30 novembre 2012

Petit bout de Canada




Ma cabane au Canada

Photo réalisée le 8 août 2010



Bon, d'accord, celle-ci se trouve dans le canton de Lucerne. Mais tout de même, elle me fait un peu rêver, cette cabane. Depuis très longtemps, cette envie de tout quitter pour aller vivre en ermite au fin fond du Canada me tenaille les entrailles. Pourquoi? Pour vivre un rêve de gamin, un rêve qui se construisait en même temps que mes cabanes en forêt, un endroit où je pouvais passer des journées entières. Un endroit où j'étais seul, où je me sentais libre et heureux de pouvoir fabriquer tout ce que je voulais, tout ce dont j'avais besoin, à partir de quelques branches, pierres et un peu de ficelle. Pour me prouver que vivre en totale dépendance de la nature était possible, j'ai même fait une semaine de vie en pleine forêt, lorsque j'avais 15 ou 16 ans.

Depuis ce jour, rien n'était plus impossible, et aller vivre au pays des lacs et des sapins devenait une réalité qui n'avait plus rien d'abstrait: dans mon esprit, cela n'était plus qu'une question de temps. Et puis le temps a passé, les études, ma formation, tout s'est très vite enchaîné, et la réalité qui était devenue pour ainsi dire palpable s'éloignait à nouveau. Mais un rêve ne s'efface pas si aisément, heureusement, d'ailleurs. S'il ne s'efface pas, il peut en revanche se transformer à volonté.

La volonté, du moins la mienne propre, n'est pas l'acteur principal de la transformation, mot un peu fort, je dirais plutôt "évolution" de ce rêve-ci.
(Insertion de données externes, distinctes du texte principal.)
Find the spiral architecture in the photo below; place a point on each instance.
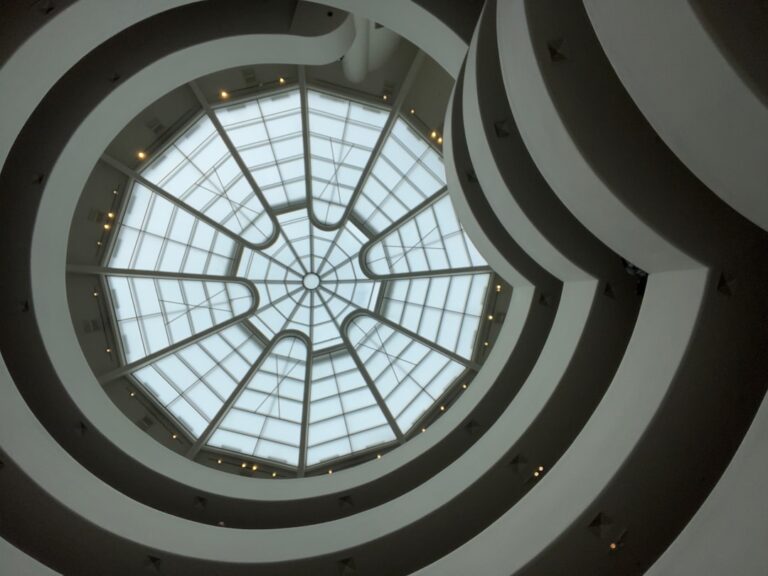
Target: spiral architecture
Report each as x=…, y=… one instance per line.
x=363, y=287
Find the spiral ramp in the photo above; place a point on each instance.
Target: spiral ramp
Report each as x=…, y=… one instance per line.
x=606, y=158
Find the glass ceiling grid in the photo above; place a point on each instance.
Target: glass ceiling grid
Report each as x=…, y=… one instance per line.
x=406, y=172
x=194, y=382
x=267, y=133
x=344, y=415
x=156, y=235
x=199, y=170
x=339, y=357
x=153, y=313
x=265, y=421
x=409, y=375
x=446, y=309
x=343, y=135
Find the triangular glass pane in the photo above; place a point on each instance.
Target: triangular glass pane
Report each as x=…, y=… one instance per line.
x=430, y=241
x=409, y=375
x=267, y=134
x=407, y=172
x=199, y=170
x=154, y=313
x=343, y=414
x=265, y=420
x=446, y=310
x=343, y=135
x=194, y=382
x=156, y=235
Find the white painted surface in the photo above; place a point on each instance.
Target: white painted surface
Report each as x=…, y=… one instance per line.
x=666, y=322
x=560, y=160
x=694, y=98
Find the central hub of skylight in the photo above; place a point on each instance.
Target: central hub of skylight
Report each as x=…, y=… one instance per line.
x=311, y=281
x=289, y=280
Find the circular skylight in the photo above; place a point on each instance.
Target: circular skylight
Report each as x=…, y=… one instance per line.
x=289, y=280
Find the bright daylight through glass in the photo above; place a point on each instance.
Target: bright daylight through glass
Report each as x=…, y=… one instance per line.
x=289, y=280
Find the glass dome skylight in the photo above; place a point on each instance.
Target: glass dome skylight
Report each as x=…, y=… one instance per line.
x=289, y=280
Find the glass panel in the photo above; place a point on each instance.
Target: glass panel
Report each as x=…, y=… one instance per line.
x=199, y=170
x=194, y=382
x=154, y=313
x=409, y=375
x=267, y=134
x=156, y=235
x=445, y=309
x=432, y=240
x=343, y=135
x=265, y=420
x=308, y=280
x=406, y=173
x=343, y=414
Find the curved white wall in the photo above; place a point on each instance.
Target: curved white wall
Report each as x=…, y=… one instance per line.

Aujourd'hui, mon rêve d'exil, d'érémitisme se rapporte moins à un défi envers moi-même et ma capacité à subsister par mes propres moyens, mais s'apparente plutôt à un rapprochement entre l'homme et la nature, entreprise pour laquelle il est indispensable que l'homme s'éloigne  de l'homme. La civilisation moderne, telle qu'on la connaît en Occident, a goudronné la nature, pensant ainsi la dompter. Cette société dont nous faisons partie a érigé un mur entre l'homme et la nature, plaçant l'homme tellement au-dessus de la Terre qu'il songe maintenant à coloniser les autres planètes. Et pourtant, au fond de nous, nous savons tous que cette Terre, nous lui devons tout, et que nous sommes en train, à force de fermer les yeux sur tant de choses, de nous en séparer. Nous savons que nous en faisons partie, que nous avons besoin de cette nature, pas seulement pour aller se promener le dimanche, mais tous les jours! Nous le savons, mais combien d'entre nous font quelque chose?

Alors, à ma façon, aller vivre seul dans une cabane isolée de la civilisation, et non du monde, c'est aussi une manière de m'opposer à ce mouvement d'autodestruction, une manière de me retirer d'un engrenage si gigantesque que tout nous échappe. La solitude permet de vivre de manière authentique et juste envers une nature dont nous faisons partie intégrante. Je cherchais des synonymes du mot ermite, et parmi les propositions apparaît le mot "sauvage". J'aime ce mot qui, aujourd'hui, est plutôt attribué au monde animal. J'aime l'idée que l'on puisse associer un homme au monde animal par un simple concept d'éloignement de la société. La définition même du mot ermite est donc un rapprochement de la vie sauvage, par un éloignement de la civilisation, jusqu'à devenir soi-même sauvage. Que signifie alors sauvage? Est-ce une perte de l'identité humaine, que de se rapprocher de la nature?